Actually, what the baby brain is trying to do in this phase is to training his neural network in order to understand which is the right combination of spikes to send through the  spianal column. It's easy to suppose that this task is a very hard task,because no instructions are provided to the baby but only the genetic can cause this kind of self learning. The way to learn to stand up is to know what can happen if the baby falling down. He feels pain when he is down and he feels good when he is stand up. So the key of this learning is the negative or positive reward. In same way one can imagine a horse that receive a sugar cube when it had accomplished any task in order to communicate to horse that it did something well.

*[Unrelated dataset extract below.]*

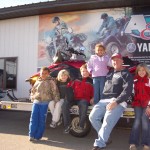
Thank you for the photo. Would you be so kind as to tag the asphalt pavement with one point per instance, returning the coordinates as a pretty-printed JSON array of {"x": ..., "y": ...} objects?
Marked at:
[{"x": 14, "y": 135}]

For an Agent try to find the way out from a maze could be a hard task too. The only information that it knows is that it can move up,down,left or right and that it can't go through a wall. If it reaches a cell with an apple then it receive a positive reward and if it try to pass on a wall then it receive a negative reward. This mechanism is the same raw technique used from a unware man or girl who try to departure from a maze where he is never been before.
  
Qmaze is a project realized attending Intelligent Systems course that try to simulate the learning explained above. It uses the Qlearning algorithm and initially it blindly explores some cells  until it finds the first time the apple(exit or Terminal State). In the next episode again it tries to explore the maze  but if it finds cells that are a part of way out then it exploits them.

To show how it works I make some video of the agent in action:


 


The Agent in action (in this instance a blue-ball) is trying to find two different Terminal States with diffent reward. So the Agent has to learn first of all the way to the apples and then choose the apple with major reward.